MANHATTAN (CN) – Credit Suisse AG agreed to pay $536 million to avoid criminal charges that it secretly helped customers in Iran and other sanctioned countries gain access to U.S. banks.
Credit Suisse helped funnel hundreds of millions of dollars illegally through banks in Manhattan and helped its customers skirt U.S. sanctions, according to the U.S. District Attorney’s Office.
It allegedly disguised payments from Iran, Sudan, Libya, Burma and Cuba. The bank also processed more than $700 million in fraudulent transactions and an additional $1.1 billion in payments from Iranian customers, which may or may not have been illegal, prosecutors said.
Its London-based subsidiary, Credit Suisse Asset Management Group, illegally invested more than $150 million in funds belonging to banned-banks in Libya and Sudan, according to prosecutors.

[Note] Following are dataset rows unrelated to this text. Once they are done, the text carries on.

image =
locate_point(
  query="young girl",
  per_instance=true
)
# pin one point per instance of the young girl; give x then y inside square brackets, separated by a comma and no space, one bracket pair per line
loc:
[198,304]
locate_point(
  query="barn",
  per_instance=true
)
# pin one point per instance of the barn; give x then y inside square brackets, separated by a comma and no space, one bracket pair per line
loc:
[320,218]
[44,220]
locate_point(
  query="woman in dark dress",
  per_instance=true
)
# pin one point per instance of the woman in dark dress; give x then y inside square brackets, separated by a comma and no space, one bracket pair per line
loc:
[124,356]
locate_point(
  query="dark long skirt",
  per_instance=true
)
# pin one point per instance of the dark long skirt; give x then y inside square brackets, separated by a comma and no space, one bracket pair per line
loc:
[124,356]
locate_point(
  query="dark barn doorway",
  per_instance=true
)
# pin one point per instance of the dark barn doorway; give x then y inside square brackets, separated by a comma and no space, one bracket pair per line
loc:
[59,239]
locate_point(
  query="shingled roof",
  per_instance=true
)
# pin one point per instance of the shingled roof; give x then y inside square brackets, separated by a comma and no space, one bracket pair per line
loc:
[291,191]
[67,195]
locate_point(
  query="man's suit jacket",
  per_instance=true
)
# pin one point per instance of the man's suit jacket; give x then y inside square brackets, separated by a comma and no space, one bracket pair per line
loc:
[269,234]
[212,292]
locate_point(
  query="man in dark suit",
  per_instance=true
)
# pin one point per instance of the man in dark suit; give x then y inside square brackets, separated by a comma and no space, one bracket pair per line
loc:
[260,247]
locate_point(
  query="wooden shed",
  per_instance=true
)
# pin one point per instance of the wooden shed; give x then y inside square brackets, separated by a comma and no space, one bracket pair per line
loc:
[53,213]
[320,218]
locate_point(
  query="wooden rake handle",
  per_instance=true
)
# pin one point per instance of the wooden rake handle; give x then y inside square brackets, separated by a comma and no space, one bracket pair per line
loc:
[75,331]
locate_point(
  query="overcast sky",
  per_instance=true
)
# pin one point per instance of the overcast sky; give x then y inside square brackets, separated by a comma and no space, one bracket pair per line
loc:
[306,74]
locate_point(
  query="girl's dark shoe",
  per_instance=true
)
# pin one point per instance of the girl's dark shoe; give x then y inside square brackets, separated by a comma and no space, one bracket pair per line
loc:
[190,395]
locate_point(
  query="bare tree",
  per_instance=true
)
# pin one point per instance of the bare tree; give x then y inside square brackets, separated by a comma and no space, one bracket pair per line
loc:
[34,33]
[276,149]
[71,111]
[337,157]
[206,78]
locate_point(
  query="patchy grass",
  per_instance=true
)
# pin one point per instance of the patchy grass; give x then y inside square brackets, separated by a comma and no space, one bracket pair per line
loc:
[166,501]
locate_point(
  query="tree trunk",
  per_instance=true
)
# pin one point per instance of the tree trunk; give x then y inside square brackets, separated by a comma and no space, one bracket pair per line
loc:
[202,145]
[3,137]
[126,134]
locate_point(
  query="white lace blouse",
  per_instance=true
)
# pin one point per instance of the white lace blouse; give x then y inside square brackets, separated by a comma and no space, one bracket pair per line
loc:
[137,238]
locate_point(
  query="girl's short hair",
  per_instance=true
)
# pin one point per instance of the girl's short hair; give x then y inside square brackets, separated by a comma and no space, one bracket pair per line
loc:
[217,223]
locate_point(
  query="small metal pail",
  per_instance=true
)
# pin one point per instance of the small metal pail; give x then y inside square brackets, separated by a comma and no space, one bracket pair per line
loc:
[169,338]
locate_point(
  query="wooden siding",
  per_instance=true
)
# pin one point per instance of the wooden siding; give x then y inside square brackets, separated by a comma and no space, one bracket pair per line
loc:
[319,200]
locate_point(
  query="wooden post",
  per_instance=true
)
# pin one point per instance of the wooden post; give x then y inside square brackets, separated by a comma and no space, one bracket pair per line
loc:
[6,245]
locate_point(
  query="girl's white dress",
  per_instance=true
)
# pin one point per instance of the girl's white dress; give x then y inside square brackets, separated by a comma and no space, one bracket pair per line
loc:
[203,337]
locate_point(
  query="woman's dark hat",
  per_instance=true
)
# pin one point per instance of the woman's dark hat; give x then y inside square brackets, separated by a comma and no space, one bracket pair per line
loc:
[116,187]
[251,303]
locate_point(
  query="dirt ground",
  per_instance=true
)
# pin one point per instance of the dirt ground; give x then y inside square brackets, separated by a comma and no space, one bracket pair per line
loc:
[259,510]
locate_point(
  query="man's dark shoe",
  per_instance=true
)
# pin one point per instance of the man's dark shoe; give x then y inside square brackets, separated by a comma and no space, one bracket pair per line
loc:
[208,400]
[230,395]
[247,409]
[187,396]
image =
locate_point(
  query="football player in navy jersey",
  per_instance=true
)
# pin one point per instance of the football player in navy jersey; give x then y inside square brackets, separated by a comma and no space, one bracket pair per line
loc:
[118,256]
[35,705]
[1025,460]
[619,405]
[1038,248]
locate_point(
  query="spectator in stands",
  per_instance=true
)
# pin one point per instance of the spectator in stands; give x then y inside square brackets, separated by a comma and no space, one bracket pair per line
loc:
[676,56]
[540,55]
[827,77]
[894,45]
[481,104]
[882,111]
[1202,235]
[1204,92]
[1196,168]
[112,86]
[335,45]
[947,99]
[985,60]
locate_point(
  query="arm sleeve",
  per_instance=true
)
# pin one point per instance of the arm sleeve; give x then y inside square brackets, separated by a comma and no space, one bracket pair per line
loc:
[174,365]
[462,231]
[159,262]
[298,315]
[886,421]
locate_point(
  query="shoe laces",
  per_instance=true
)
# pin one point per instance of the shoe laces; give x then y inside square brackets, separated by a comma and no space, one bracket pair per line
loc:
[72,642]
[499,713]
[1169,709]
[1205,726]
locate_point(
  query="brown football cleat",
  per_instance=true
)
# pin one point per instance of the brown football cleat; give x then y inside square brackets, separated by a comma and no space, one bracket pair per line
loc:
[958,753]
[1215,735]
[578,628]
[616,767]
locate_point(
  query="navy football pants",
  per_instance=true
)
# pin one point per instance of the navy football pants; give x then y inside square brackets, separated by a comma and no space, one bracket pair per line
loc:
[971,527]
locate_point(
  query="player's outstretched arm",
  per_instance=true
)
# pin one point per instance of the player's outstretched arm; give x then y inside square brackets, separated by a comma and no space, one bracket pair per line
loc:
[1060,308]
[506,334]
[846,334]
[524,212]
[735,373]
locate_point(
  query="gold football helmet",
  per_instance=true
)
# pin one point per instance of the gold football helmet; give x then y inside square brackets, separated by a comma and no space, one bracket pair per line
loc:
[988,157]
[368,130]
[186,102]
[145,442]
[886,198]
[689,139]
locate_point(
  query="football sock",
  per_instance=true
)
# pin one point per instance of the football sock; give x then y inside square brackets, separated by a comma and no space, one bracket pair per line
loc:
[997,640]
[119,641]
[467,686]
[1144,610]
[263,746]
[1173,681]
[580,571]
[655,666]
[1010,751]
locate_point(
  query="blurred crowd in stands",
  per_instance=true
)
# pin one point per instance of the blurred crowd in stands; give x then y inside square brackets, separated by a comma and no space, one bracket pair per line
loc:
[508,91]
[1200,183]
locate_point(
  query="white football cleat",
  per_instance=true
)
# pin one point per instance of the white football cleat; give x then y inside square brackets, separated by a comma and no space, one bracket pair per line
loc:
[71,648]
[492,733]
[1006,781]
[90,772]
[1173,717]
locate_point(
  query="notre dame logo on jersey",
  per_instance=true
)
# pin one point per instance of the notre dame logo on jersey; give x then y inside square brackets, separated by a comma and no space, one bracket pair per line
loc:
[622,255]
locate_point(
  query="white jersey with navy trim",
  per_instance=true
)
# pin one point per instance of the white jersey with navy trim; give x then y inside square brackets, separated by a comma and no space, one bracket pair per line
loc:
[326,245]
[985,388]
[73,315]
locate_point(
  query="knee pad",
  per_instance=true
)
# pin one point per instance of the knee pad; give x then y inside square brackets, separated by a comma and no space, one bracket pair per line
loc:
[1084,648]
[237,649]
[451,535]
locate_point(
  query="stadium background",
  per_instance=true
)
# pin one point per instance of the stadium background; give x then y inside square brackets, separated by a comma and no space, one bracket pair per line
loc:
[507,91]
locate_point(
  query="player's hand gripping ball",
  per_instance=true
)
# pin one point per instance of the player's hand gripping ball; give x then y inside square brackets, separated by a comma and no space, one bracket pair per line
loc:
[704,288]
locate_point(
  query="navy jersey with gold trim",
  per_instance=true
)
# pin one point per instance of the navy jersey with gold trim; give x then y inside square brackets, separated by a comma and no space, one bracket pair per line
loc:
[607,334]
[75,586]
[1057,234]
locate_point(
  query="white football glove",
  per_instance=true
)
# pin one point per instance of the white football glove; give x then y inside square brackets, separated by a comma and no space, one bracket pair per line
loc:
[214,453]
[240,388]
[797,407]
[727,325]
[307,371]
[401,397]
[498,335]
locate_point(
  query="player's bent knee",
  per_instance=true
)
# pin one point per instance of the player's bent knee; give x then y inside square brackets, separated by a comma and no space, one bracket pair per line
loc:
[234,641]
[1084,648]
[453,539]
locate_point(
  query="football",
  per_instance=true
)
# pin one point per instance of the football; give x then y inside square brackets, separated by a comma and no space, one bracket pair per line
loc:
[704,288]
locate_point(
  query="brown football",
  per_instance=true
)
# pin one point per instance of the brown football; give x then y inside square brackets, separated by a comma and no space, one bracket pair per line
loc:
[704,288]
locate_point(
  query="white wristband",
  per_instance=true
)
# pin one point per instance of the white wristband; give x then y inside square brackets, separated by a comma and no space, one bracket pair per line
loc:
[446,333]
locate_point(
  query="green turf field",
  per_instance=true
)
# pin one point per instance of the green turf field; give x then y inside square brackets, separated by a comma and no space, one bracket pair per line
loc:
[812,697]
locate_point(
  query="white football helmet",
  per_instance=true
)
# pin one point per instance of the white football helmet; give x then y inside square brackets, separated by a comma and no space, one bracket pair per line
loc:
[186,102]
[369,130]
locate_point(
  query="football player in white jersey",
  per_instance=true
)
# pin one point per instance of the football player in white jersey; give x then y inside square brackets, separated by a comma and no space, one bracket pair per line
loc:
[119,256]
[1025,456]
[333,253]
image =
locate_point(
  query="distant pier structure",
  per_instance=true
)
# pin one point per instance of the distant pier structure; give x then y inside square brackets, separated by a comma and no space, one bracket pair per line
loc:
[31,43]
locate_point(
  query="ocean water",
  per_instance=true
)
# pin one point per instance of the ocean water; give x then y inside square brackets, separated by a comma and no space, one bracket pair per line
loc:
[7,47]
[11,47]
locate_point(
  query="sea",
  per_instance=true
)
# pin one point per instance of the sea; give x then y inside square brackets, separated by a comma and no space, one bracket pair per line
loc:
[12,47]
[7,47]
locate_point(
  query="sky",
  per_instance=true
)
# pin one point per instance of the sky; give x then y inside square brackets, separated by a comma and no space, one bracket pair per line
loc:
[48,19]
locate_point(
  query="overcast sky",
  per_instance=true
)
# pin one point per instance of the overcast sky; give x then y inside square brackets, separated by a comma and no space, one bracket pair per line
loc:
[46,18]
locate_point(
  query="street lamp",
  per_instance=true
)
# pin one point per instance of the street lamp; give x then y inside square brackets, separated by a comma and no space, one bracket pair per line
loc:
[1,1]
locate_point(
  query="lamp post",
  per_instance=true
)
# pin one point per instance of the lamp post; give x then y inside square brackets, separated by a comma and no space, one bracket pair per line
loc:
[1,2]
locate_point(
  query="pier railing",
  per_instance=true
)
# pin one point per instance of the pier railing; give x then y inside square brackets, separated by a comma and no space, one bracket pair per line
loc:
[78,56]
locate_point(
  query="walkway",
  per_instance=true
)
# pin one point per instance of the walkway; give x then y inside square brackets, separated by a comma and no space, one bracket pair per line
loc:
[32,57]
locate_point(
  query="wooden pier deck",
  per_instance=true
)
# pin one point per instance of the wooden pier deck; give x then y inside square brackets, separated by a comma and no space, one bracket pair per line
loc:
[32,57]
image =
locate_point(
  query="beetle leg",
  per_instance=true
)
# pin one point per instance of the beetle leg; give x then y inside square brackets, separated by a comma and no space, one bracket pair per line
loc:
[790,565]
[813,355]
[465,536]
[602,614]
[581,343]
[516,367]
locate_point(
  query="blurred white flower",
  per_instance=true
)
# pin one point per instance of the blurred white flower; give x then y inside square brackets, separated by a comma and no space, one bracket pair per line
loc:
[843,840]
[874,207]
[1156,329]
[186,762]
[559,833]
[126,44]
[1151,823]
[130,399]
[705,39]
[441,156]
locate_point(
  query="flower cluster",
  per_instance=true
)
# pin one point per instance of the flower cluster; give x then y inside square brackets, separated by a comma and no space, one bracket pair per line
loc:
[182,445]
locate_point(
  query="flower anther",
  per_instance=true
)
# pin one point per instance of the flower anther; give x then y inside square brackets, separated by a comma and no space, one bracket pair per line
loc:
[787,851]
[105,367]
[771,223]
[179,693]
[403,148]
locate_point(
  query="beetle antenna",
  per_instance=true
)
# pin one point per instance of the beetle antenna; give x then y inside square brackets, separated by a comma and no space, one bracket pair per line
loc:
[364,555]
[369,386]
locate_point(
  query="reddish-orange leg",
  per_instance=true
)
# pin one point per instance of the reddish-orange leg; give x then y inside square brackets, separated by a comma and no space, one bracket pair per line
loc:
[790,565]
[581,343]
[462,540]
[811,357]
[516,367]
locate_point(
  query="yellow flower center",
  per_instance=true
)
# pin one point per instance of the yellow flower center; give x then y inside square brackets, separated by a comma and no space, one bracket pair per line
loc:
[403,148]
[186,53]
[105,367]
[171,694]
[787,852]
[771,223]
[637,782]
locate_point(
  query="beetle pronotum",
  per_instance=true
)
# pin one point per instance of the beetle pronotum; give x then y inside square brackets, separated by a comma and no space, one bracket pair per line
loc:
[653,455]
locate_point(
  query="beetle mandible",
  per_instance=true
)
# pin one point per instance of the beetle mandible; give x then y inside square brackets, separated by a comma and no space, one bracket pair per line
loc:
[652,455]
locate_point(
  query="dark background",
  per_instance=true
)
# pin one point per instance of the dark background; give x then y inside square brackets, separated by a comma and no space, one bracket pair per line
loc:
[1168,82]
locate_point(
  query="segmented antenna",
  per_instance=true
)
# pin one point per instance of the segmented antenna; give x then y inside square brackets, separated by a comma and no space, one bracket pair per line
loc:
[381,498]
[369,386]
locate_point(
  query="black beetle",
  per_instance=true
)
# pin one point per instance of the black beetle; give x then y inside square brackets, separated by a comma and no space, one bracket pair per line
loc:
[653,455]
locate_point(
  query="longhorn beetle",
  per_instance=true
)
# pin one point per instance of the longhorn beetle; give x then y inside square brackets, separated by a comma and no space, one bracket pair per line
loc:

“This case shows what happens when a prominent bank ignores sanctions and moves money for a dangerous and repressive regime,” District Attorney Robert Morgenthau said. “Banks should know that if you violate sanctions and deal with Iran, you’re going to pay a severe penalty.”
Credit Suisse agreed to pay $536 million, with $268 going to New York and the other half to the Department of Justice, which conducted a parallel investigation.
Attorney General Eric Holder called the scheme “simply astounding” in its scope and complexity.
“At one point, the company even developed a pamphlet for its Iranian clients, explaining how to fill out payment messages so as not to trigger U.S. filters,” Holder said. “They created a ‘how-to’ book on committing a crime – and it worked well for years.”
The Swiss bank established a successful business model for rogue investors who sought access to U.S. markets.
To ensure its customers’ payments weren’t held up, the bank replaced their names with the phrase “By order of a customer,” according to the DA’s office.
It allegedly schooled the Iranian banks in how to format payment messages that would avoid Foreign Assets Control filters. Morgenthau said Credit Suisse assured its Iranian clients that it would manually review every payment before it went through to the United States.
The payments were processed by Lloyds Bank and others.
Lloyds settled similar claims earlier this year by agreeing to forfeit $350 million.
Both cases stemmed from the DA’s investigation into the Alavi foundation and its connection with Bank Melli Iran. The Islamic foundation had its Manhattan office building seized by federal authorities and is suspected of having ties to the Iranian bank. DA staffers found evidence of wire payments from Bank Melli to people associated with Alavi, according to Morgenthau.
The 90-year-old district attorney said he remembers a time when obtaining a settlement like this would have been far more difficult. He said it was “unprecedented” for a Swiss bank and the Swiss government to provide the kind of access to its data and records that made the settlement possible.
“The standards of transparency have come a long way since I first began investigating financial crime in the 1960’s,” the 35-year veteran said. “From secret Swiss and Liechtenstein accounts then, to the conduct of BCCI in the 1990’s, to this year’s actions involving Iranian banks, the standards of transparency have risen, and we expect more from institutions today than ever before.”
He gave the bank credit for cooperating with the investigation.
“The message to other banks involved in similar practices should be clear: If you are engaged in sanction-busting misconduct, you should self-report, clean up your shop, and give us full accounting,” Morgenthau said. “This is what we should expect and demand from major international banks.”